Peut-on encore parler d’une presse d’information?
 
Je trouve aussi que les journaux gratuits sont une fausse bonne idée, les journaux payants qui les font (Matin, Blick p.ex.) se tirent une balle dans le pied.
De plus, la qualité de ces gratuits est lamentable. Mais bon, il y a longtemps que les journaux n’informent plus les gens, même les payants. A quelques rares exceptions près, ils sont là pour faire passer le temps… Et dans le pire des cas (assez fréquent quand-même), ils désinforment, font du bourrage de crâne et trient soigneusement les informations qu’ils publient, afin de cacher au maximum les informations qui ne vont pas dans le “bon” sens.
On peut lire dans pratiquement tous les journaux des affirmations telles que: “Le réchauffement climatique est dû au CO2 produit par l’homme”, “L’immigration est bonne pour l’économie”, “Le multiculturalisme est positif pour la société”, “Moins d’armes = moins de crimes”, etc. Les livres, rapports, études ou statistiques prouvant le contraire ou remettant sérieusement en doute ces affirmations (et il y en a beaucoup) sont bien rarement mentionnés… ne fût-ce que pour les contredire. Le lecteur est-il aux yeux des journalistes tellement stupide qu’on ne puisse lui fournir des éléments contradictoires pour qu’il se fasse lui-même son idée? Vive la pensée unique!
Comme disait le ministre des Affaires étrangères de Grande-Bretagne, Ernest Bevin, à la conférence des ministres des Affaires étrangères, à Londres, le 10 février 1946 : « Un journal a trois missions. La première est d’amuser, la seconde est de distraire et la troisième est d’induire en erreur. »
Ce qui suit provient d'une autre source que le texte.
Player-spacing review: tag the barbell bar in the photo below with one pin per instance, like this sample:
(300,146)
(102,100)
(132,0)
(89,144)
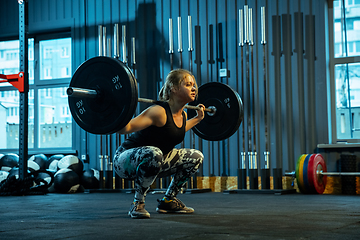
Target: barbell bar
(90,93)
(292,174)
(103,97)
(311,173)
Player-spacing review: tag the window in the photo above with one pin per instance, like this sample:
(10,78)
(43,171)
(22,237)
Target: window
(54,114)
(54,58)
(50,121)
(345,71)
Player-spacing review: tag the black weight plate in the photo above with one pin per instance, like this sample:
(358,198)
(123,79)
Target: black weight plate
(229,111)
(117,100)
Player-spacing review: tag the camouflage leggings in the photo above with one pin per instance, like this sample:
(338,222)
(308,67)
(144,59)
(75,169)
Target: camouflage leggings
(145,164)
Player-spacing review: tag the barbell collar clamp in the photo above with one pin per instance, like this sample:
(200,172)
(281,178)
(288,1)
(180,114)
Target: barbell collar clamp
(81,92)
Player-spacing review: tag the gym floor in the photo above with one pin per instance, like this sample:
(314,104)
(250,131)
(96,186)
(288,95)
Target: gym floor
(217,216)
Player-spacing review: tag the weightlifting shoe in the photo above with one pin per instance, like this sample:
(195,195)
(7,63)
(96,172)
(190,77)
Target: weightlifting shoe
(173,205)
(137,210)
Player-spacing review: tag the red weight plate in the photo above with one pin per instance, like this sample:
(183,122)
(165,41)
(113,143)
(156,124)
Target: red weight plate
(305,174)
(309,174)
(299,173)
(316,166)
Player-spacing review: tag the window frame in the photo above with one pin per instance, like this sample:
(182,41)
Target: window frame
(333,61)
(41,84)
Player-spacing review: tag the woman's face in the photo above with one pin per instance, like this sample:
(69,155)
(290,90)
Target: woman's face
(187,89)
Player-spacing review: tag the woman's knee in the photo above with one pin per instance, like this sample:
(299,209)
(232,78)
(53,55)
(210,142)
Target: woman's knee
(151,161)
(197,154)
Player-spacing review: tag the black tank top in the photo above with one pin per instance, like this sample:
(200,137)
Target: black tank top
(165,138)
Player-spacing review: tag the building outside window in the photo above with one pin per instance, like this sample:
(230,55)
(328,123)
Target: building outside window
(345,67)
(49,124)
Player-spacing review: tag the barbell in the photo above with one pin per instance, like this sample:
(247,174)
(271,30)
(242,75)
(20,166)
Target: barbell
(311,173)
(103,97)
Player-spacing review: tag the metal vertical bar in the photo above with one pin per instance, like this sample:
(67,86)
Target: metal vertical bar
(24,105)
(277,114)
(287,50)
(299,49)
(310,56)
(116,41)
(100,38)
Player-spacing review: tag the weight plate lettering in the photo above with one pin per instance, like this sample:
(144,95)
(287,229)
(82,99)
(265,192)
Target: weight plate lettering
(117,100)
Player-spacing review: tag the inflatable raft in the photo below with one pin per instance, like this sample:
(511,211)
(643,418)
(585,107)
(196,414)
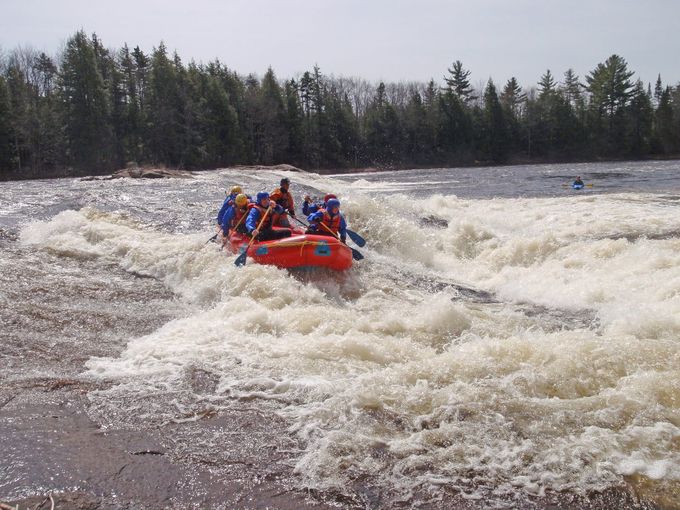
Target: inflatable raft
(297,251)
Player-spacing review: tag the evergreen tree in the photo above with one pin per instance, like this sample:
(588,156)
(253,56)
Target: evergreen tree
(6,148)
(458,82)
(572,88)
(640,114)
(664,124)
(383,131)
(272,120)
(162,110)
(85,106)
(512,97)
(610,90)
(546,85)
(294,123)
(658,91)
(496,135)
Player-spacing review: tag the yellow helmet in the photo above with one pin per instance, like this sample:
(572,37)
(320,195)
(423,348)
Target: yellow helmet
(241,200)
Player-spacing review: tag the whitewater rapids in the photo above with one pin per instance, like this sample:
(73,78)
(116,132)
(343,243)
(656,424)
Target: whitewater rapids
(513,345)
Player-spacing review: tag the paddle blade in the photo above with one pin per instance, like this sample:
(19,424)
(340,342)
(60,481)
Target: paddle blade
(241,259)
(360,241)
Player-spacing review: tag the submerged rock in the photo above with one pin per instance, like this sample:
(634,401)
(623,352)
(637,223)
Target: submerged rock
(150,173)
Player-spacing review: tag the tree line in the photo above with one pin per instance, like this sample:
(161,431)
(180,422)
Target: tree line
(93,110)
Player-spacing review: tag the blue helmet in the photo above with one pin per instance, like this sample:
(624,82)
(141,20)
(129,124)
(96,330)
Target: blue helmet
(333,202)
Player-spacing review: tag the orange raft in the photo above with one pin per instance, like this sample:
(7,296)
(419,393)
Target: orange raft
(297,251)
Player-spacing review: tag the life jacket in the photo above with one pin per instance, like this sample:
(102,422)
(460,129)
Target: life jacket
(267,225)
(283,198)
(332,222)
(239,221)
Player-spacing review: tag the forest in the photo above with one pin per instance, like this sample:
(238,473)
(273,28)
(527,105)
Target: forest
(91,110)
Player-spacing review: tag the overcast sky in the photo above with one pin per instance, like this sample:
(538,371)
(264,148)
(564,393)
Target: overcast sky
(389,40)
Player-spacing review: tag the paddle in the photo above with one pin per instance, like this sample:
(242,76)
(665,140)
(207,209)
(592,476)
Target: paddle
(241,259)
(356,254)
(358,240)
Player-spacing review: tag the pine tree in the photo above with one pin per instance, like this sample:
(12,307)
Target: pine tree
(495,125)
(273,121)
(86,108)
(640,114)
(546,85)
(6,148)
(658,91)
(664,124)
(610,90)
(572,88)
(163,111)
(512,97)
(458,82)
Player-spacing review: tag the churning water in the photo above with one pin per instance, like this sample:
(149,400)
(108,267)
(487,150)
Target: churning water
(504,335)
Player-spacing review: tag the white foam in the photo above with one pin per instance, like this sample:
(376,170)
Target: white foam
(473,395)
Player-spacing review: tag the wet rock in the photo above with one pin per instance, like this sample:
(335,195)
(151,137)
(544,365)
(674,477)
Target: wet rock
(434,221)
(276,168)
(150,173)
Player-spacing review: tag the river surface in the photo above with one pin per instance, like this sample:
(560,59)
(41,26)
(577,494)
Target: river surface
(505,338)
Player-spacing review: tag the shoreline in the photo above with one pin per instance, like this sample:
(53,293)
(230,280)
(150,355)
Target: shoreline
(480,164)
(158,171)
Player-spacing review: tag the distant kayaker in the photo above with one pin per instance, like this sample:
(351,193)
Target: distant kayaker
(328,221)
(228,202)
(257,212)
(283,197)
(309,206)
(235,216)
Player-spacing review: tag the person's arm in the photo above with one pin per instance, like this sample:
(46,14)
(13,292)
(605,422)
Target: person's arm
(291,209)
(227,219)
(252,220)
(223,209)
(343,229)
(315,216)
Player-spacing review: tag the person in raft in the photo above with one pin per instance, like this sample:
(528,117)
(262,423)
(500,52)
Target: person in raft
(262,206)
(328,221)
(309,207)
(283,197)
(235,216)
(228,202)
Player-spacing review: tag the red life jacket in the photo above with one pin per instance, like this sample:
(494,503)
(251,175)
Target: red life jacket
(283,198)
(332,222)
(239,220)
(267,224)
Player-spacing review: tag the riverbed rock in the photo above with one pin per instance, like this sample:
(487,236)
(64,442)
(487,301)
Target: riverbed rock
(151,173)
(276,168)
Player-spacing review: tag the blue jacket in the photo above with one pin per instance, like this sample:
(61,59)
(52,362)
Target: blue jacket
(253,219)
(315,227)
(228,202)
(308,208)
(228,218)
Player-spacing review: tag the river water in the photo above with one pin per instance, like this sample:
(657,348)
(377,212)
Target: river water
(505,337)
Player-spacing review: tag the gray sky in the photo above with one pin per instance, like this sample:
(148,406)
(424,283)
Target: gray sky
(390,40)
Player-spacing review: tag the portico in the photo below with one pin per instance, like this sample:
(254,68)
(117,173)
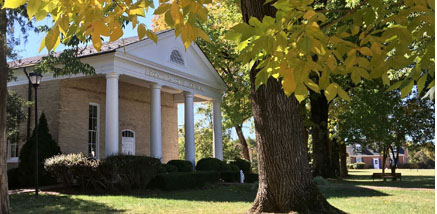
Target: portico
(183,76)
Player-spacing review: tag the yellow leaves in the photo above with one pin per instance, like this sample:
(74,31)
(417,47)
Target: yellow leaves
(97,42)
(288,82)
(141,30)
(333,90)
(116,29)
(162,9)
(366,51)
(176,14)
(12,4)
(100,28)
(32,7)
(52,38)
(152,35)
(188,35)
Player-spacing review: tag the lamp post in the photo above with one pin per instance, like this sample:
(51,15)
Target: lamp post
(35,79)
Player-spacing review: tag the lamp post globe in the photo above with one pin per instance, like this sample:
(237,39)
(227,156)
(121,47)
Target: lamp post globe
(35,79)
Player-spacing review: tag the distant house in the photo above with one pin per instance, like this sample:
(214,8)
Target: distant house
(373,159)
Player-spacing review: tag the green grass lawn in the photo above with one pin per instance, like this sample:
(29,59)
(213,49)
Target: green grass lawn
(357,194)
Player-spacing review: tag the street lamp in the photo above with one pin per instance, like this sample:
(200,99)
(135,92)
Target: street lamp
(35,79)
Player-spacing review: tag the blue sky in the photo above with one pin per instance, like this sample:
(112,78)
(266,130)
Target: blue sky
(31,47)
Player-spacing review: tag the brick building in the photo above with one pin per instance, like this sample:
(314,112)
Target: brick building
(373,159)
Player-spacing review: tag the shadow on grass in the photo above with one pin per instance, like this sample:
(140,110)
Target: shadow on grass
(408,181)
(28,203)
(215,193)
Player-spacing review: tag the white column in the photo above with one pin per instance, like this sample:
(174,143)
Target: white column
(190,149)
(217,123)
(111,124)
(155,121)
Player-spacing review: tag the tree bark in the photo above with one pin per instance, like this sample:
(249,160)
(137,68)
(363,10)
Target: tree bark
(323,161)
(4,198)
(285,181)
(243,144)
(343,161)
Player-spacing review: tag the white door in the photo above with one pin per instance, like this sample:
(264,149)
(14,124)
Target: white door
(128,142)
(376,163)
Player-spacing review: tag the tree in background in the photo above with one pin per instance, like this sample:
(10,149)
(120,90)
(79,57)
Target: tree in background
(384,121)
(223,56)
(286,40)
(47,148)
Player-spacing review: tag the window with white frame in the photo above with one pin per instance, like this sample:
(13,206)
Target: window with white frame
(93,130)
(176,57)
(12,150)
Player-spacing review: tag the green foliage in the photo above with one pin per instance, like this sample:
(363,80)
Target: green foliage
(167,168)
(230,176)
(423,160)
(182,165)
(359,165)
(184,180)
(250,177)
(131,171)
(15,114)
(242,164)
(119,171)
(47,148)
(210,164)
(71,167)
(233,167)
(319,180)
(368,40)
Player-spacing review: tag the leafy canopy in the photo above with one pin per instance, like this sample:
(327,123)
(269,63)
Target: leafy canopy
(365,41)
(298,43)
(104,18)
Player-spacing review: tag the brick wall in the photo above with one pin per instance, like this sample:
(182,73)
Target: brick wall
(65,103)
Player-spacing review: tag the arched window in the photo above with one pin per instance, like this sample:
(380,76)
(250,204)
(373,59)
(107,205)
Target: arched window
(176,57)
(127,133)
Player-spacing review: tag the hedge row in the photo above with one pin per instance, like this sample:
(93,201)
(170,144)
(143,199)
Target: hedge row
(184,180)
(119,171)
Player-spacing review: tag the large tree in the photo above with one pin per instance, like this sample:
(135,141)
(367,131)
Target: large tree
(384,121)
(288,42)
(223,55)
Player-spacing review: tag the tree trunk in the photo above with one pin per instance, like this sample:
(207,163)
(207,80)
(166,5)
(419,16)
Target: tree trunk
(343,160)
(285,181)
(323,163)
(393,164)
(4,198)
(243,144)
(335,158)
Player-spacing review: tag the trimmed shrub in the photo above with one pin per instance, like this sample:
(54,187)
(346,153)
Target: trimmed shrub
(47,148)
(13,178)
(250,177)
(359,165)
(319,180)
(69,168)
(124,171)
(230,176)
(211,164)
(130,171)
(242,164)
(184,180)
(167,168)
(182,165)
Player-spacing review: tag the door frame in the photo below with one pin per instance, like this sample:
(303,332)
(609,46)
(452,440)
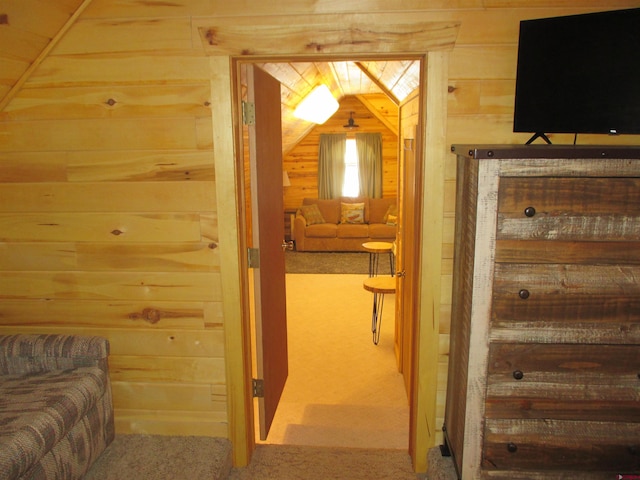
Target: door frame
(230,201)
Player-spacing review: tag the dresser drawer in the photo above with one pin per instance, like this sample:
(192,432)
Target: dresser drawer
(570,382)
(575,195)
(552,303)
(569,209)
(561,445)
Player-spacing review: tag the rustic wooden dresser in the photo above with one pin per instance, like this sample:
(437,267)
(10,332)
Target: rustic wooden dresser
(544,369)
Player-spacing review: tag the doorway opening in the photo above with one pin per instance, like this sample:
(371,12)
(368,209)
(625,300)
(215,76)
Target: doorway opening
(293,424)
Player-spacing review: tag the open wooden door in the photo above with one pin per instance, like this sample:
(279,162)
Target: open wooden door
(407,252)
(262,115)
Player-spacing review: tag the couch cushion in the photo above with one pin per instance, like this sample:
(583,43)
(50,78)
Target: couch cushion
(353,230)
(351,212)
(330,208)
(311,214)
(321,230)
(38,410)
(378,208)
(381,230)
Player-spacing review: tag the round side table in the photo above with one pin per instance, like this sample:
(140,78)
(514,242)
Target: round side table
(378,286)
(375,249)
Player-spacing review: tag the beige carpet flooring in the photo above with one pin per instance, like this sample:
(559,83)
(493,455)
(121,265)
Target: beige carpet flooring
(342,390)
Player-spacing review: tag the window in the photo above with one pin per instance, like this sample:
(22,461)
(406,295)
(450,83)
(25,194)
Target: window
(351,185)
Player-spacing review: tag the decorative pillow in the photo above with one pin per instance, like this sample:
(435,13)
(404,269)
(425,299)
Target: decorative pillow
(311,214)
(352,213)
(392,211)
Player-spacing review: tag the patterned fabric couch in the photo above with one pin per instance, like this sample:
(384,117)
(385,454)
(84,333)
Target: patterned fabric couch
(56,412)
(344,224)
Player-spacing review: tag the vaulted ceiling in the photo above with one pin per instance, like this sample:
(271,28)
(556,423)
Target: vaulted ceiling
(30,29)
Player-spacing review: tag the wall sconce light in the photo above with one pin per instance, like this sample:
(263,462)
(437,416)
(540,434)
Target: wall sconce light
(318,106)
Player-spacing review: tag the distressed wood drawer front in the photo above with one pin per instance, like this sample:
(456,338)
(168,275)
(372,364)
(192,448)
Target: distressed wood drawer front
(569,209)
(562,445)
(571,382)
(566,303)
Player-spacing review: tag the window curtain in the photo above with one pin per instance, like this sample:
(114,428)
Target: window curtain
(331,164)
(369,147)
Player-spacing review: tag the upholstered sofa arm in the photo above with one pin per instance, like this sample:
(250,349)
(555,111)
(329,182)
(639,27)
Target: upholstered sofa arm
(299,225)
(24,353)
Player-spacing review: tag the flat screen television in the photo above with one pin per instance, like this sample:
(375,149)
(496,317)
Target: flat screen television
(579,74)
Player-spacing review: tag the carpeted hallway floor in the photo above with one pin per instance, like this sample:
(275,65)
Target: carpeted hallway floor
(342,390)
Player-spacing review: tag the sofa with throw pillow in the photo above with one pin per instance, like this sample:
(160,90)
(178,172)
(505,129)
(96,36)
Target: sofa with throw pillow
(344,224)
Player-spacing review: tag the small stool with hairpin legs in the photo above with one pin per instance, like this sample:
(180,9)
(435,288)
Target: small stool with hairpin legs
(378,286)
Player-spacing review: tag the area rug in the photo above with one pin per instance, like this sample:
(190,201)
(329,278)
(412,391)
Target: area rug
(332,262)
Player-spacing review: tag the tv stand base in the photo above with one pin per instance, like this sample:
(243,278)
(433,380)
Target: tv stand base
(536,135)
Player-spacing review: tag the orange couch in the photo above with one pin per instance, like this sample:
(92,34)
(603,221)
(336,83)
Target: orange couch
(344,224)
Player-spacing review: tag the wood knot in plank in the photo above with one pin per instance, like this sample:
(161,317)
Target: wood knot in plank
(211,36)
(150,315)
(315,46)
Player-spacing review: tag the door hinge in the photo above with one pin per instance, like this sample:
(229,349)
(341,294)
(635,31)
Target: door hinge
(248,113)
(253,257)
(258,387)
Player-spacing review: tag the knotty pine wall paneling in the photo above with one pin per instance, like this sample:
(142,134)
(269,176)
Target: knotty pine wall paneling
(108,217)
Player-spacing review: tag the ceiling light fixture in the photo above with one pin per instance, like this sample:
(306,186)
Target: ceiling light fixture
(351,123)
(318,106)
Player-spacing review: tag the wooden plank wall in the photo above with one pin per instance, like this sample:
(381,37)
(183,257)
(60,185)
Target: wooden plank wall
(108,217)
(301,163)
(107,184)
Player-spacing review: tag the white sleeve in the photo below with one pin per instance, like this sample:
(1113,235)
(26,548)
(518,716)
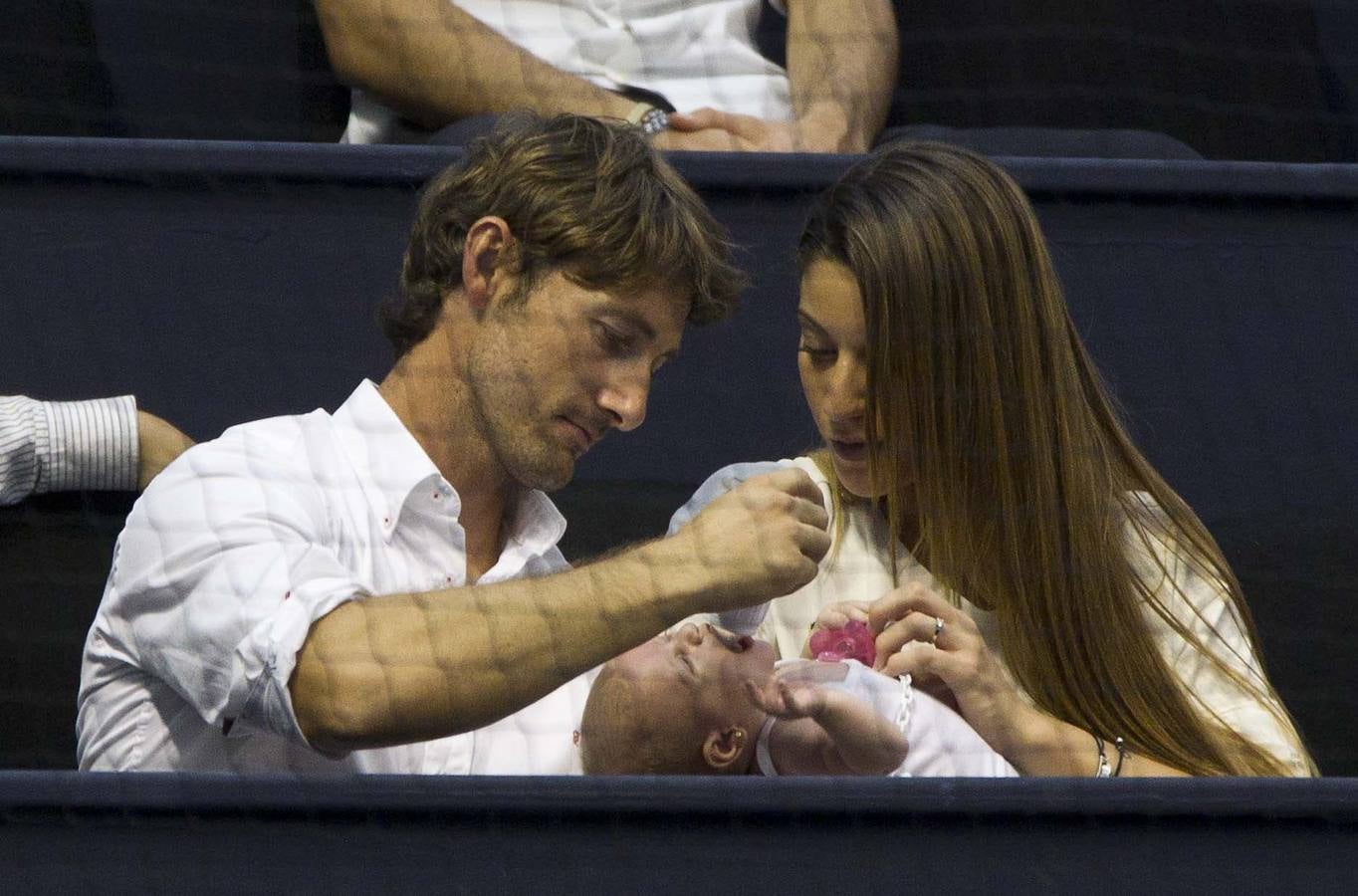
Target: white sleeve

Commentaire de Alain Jean-Mairet le 16 octobre 2008 à 5:22

Au diable la presse établie
 
Je pense que les difficultés des journaux traditionnels est une bonne chose. Ou en tout cas qu’ils méritent largement leur sort et que leur recul est plutôt profitable à la cause qu’ils sont censés défendre. Ils ne sont pas à la hauteur. Passé les nouvelles purement locales, pour qui cherche à s’informer, la presse suisse (romande) est inutilisable. Et c’est normal. Pour deux raisons, l’une générale et l’autre spécifique.
D’abord, une presse qui réussit, pendant qu’elle réussit, est toujours portée par des esprits engagés, ambitieux, enflammés – des journalistes dans l’âme. Mais une presse établie, qui a réussi, est toujours un bastion de pensée unique, léchée, soumise à une certaine ligne, politisée ou pas. La presse qui a réussi devient une partie d’un certain establishment et ainsi l’ennemi des journalistes qui font (peuvent faire) son succès. Ainsi, les journalistes qui font l’âme de leur profession n’écrivent certainement pas dans la presse (romande) et que celle-ci s’étiole et se vende aux amateurs de médiocrité divertissante n’a rien de regrettable en soi – c’est un processus d’auto-dégradation quasiment naturel et dont il faut simplement guetter l’aboutissement.
Certes, un large panachage de médias qui ont réussi et dont les diverses lignes s’opposent et s’enrichissent mutuellement peut aussi faire l’affaire. Mais ici, en Suisse (romande), ce panachage n’existe pas, et c’est la deuxième raison de se réjouir des restrictions qui vont toucher la presse (romande) traditionnelle.
En Suisse (romande), la presse est si vendue aux idées du socialisme que son déclin a de quoi réjouir tous les non-gauchistes, soit la grande majorité de la population. En effet, à la suite des élections fédérales de 2003, l’Office fédéral de la statistique a réalisé une enquête qui a permis d’établir que si les idées socialistes (PS + Verts) plaisent à env. 30% (31,3%) de la population suisse, elles séduisent un pourcentage presque double (55%, soit une majorité automatique) des membres de certaines classes professionnelles, dont celle des journalistes (les autres sont les professionnels de l’enseignement, de la santé et du social). Si bien qu’au niveau politique, au niveau de l’explication du monde, la presse (romande) est inutile également. Au contraire, elle endoctrine la population.
De sorte qu’il faut plutôt se réjouir de ses tracas et chercher ailleurs, résolument, l’instrument dont la démocratie a besoin pour fonctionner et que l’on appelait, en un autre siècle, la presse.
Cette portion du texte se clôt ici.